- Coat of arms
- Location of Roden within Main-Spessart district
- Roden Roden
- Coordinates: 49°53′N 9°37′E﻿ / ﻿49.883°N 9.617°E
- Country: Germany
- State: Bavaria
- Admin. region: Unterfranken
- District: Main-Spessart
- Municipal assoc.: Marktheidenfeld

Government
- • Mayor (2020–26): Johannes Albert (CSU)

Area
- • Total: 20.05 km^{2} (7.74 sq mi)
- Elevation: 252 m (827 ft)

Population (2023-12-31)
- • Total: 1,006
- • Density: 50/km^{2} (130/sq mi)
- Time zone: UTC+01:00 (CET)
- • Summer (DST): UTC+02:00 (CEST)
- Postal codes: 97849
- Dialling codes: 09396
- Vehicle registration: MSP
- Website: www.roden.de

= Roden, Bavaria =

Roden is a municipality in the Main-Spessart district in the Regierungsbezirk of Lower Franconia (Unterfranken) in Bavaria, Germany and a member of the Verwaltungsgemeinschaft (Administrative Community) of Marktheidenfeld.

==Geography==

===Location===
Roden lies between Aschaffenburg (52 km) and Würzburg (32 km) on the edge of the Spessart (range).
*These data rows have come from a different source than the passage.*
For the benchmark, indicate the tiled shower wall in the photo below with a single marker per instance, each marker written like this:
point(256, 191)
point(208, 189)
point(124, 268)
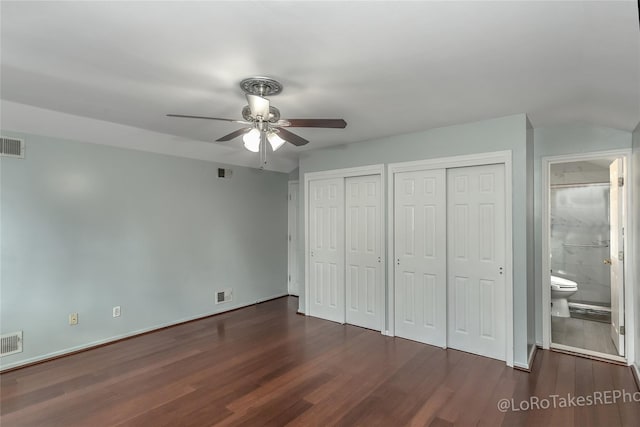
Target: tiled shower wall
point(580, 240)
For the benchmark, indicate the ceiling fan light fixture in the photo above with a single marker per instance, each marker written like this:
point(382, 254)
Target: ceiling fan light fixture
point(252, 140)
point(275, 141)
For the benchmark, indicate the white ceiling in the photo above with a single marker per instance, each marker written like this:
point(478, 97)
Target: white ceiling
point(385, 67)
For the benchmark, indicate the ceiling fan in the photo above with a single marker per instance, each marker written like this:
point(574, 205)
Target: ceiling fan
point(262, 120)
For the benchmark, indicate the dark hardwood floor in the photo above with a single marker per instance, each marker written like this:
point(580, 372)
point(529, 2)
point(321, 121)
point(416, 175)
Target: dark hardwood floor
point(265, 365)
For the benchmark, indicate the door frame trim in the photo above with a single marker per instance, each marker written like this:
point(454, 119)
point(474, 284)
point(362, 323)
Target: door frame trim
point(292, 268)
point(377, 169)
point(629, 227)
point(480, 159)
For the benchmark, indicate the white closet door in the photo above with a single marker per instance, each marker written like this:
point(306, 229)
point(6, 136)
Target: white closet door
point(420, 256)
point(363, 251)
point(476, 256)
point(326, 246)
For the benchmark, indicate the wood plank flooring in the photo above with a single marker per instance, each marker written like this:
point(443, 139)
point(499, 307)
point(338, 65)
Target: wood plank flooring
point(265, 365)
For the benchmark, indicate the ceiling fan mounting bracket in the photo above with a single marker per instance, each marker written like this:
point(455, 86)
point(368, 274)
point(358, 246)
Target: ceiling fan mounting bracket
point(261, 86)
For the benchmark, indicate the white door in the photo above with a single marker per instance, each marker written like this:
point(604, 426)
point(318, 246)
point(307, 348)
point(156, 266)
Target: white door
point(616, 253)
point(420, 256)
point(292, 247)
point(363, 252)
point(476, 257)
point(326, 247)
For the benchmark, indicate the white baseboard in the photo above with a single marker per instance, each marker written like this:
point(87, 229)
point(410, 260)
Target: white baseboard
point(636, 374)
point(55, 354)
point(527, 366)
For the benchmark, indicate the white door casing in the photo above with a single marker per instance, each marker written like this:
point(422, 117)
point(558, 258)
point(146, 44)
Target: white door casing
point(292, 246)
point(420, 256)
point(616, 209)
point(363, 241)
point(476, 259)
point(326, 247)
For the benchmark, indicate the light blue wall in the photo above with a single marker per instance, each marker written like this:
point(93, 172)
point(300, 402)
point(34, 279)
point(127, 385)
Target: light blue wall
point(86, 227)
point(506, 133)
point(636, 213)
point(555, 141)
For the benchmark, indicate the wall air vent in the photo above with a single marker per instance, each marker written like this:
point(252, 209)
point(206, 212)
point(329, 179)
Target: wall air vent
point(10, 343)
point(225, 295)
point(11, 147)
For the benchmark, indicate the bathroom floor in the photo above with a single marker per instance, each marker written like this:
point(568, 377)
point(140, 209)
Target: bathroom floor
point(581, 333)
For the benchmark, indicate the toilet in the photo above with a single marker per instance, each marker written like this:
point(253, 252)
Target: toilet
point(561, 290)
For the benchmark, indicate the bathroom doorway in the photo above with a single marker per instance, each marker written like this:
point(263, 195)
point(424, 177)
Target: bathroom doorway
point(585, 222)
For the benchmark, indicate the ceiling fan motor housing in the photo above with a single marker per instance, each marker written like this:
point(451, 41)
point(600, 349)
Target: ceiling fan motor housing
point(261, 86)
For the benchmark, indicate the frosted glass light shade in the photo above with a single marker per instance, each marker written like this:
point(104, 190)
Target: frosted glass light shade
point(252, 140)
point(275, 141)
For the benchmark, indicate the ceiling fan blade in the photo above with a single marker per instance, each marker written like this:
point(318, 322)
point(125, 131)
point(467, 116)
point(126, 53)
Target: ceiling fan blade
point(234, 134)
point(317, 123)
point(292, 137)
point(259, 106)
point(185, 116)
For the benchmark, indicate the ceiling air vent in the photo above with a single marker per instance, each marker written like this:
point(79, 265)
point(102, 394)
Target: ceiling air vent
point(11, 343)
point(11, 147)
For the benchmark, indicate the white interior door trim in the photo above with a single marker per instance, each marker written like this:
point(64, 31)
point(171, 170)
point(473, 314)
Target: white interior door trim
point(292, 255)
point(377, 169)
point(629, 224)
point(479, 159)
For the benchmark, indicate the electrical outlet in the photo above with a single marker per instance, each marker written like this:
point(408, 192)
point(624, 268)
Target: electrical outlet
point(73, 319)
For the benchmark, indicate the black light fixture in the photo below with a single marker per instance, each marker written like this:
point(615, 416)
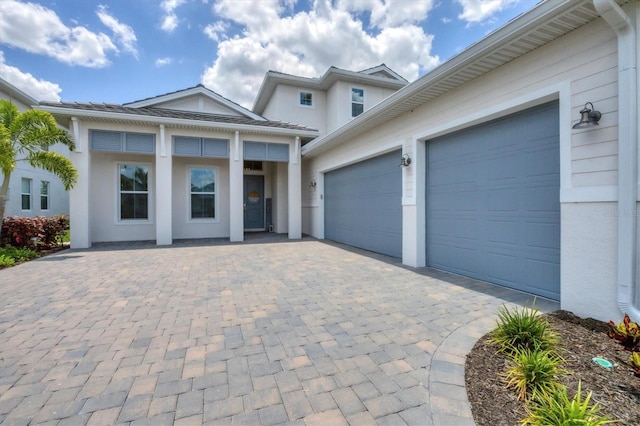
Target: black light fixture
point(589, 117)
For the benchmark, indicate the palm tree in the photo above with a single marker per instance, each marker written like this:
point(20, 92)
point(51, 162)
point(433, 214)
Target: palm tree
point(26, 136)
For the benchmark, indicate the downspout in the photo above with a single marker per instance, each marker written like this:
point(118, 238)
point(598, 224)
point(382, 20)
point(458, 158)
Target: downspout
point(624, 27)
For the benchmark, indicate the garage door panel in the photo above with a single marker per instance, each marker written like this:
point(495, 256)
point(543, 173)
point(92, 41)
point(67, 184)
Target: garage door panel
point(506, 176)
point(363, 205)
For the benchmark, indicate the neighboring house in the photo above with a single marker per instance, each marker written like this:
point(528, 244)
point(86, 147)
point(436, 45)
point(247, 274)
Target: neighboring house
point(328, 102)
point(33, 191)
point(475, 168)
point(500, 186)
point(187, 164)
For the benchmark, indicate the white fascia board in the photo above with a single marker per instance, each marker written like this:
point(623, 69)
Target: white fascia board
point(501, 37)
point(14, 92)
point(176, 121)
point(198, 90)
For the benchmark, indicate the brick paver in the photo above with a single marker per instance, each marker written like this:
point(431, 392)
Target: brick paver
point(264, 332)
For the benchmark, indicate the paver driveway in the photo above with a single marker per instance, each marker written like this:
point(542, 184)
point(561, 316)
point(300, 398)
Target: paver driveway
point(256, 333)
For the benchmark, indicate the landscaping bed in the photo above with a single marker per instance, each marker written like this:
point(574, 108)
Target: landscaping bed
point(616, 390)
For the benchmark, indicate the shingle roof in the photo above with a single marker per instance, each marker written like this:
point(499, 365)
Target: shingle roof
point(173, 113)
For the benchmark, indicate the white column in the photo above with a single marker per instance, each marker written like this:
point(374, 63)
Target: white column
point(79, 201)
point(236, 189)
point(295, 191)
point(163, 195)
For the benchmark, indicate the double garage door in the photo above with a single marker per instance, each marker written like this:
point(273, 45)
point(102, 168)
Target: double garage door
point(492, 202)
To Karlstadt am Main (the district seat) it is 15 km and to Lohr am Main the same. From the Autobahn A 3 (Frankfurt - Würzburg), Roden can be reached through the Marktheidenfeld interchange (no. 65), and thence to Marktheidenfeld and across the Main Bridge there. A left turn at the far end of the bridge brings drivers to Roden after 7 km.

The community is rich in woodland (roughly 1 000 ha) at the seam between the Spessart's mostly bunter-based geology and that found on the Fränkische Platte (a flat, mostly agricultural region), which is mostly Muschelkalk-based.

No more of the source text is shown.